Indeed, to some measure, the extent of the county’s transformation may seem magnified simply because of the way people thought of it in the past. “The new Orange County is not a repudiation of the old,” said Kevin Starr, a California historian. “For all the attention paid the right-wingers there, they never really took up the whole place. They were just more mediagenic than everyone else.”
Still, by any measure, this is no longer Nixon’s Orange County.
Here in Santa Ana, a sign on a downtown furniture store the other day advertised a sale in Spanish only; nearly 95 percent of the enrollment in the public schools is Latino. The mayor of Irvine, Sukhee Kang, was born in Korea, making him the first Korean-American to run a major American city. “We have 35 languages spoken in our city,” Mr. Kang said.
A few miles away in Westminster — where Vietnamese immigrants began arriving about 30 years ago, earning the area the name Little Saigon — is a dazzling sea of Vietnamese characters on storefronts and billboards (including one for McDonald’s). “I’ve been here for 30 years,” said Kinh Tram, 59, as he sat in front of a two-story mall that was crowded with other Vietnamese immigrants. “When I first came here, most of these were open lots.”
There are pockets of deep poverty spread across a county long identified with suburban affluence and escape from urban Los Angeles. About 25 percent of residents here did not have health insurance at some point during 2009, according to a report released last week by the U.C.L.A. Center for Health Policy Research.
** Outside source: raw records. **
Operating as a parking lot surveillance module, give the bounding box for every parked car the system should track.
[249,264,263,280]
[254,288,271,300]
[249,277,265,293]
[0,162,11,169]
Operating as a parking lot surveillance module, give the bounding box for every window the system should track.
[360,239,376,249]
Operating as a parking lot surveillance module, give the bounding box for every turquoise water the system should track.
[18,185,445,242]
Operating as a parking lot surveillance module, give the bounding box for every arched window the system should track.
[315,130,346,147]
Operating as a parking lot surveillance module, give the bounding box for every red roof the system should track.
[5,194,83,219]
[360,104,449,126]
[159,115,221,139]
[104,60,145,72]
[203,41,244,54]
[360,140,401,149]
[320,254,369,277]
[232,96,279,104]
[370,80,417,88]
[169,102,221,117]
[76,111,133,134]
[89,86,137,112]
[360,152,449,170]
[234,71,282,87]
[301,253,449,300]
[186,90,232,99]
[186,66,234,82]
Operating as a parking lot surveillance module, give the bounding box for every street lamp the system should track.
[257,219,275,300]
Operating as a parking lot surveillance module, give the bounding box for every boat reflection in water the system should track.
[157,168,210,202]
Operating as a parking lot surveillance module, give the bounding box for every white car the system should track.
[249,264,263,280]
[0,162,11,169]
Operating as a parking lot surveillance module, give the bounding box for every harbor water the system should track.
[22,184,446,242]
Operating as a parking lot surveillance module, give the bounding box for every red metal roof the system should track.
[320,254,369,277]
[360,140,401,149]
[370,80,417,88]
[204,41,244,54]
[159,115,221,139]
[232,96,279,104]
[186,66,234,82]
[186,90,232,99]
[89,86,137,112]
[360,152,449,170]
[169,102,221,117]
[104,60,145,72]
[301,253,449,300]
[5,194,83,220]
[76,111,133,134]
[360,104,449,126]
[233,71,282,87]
Less than a mile from the entrance to Disneyland is a Latino enclave of low-income housing where trucks arrive every morning, with names like Yucatán Produce, to sell groceries and household goods to people who cannot afford a car to drive to the store.
Orange remains a Republican county, at least relatively: an influx of immigrants certainly does not equate to automatic Democratic gains, here or anywhere else across the country. Many Vietnamese immigrants are socially conservative and run for office as Republicans. Until the increased identification of the Republican Party with tough measures on immigration in recent years, Latino voters were also clearly in play for Republicans. Most elected officials in Orange County are Republicans.
But the political texture of this county, which is larger in population than Nevada or Iowa, is changing, and many officials say it is only a matter of time before many Republican officeholders get swept out with the tide.
While Republicans have been on a steady decline — in 1990, they made up 56 percent of the electorate — the percentage of independent voters, as in much of the state, soared to 20 percent this past June from 8.6 percent in 1990. President Obama’s strong showing here in 2008 continued a nearly 30-year pattern in which the vote for Democratic presidential candidates has steadily increased.
Mr. Tram, the Vietnamese immigrant in Westminster, said that he had voted for Mr. Obama and that he thought most of his Vietnamese friends had done the same. “The Republicans are for rich people,” he said.
A large reason for this transformation is immigration. But the changes also reflect how the regional economy has changed, with the shrinking of the aerospace industry, which supported the once dominant, mostly white middle-class community here. That has largely been taken over by service, tourism and high-tech jobs, the result being that this county is a contrast of the extremely wealthy and the lower middle class.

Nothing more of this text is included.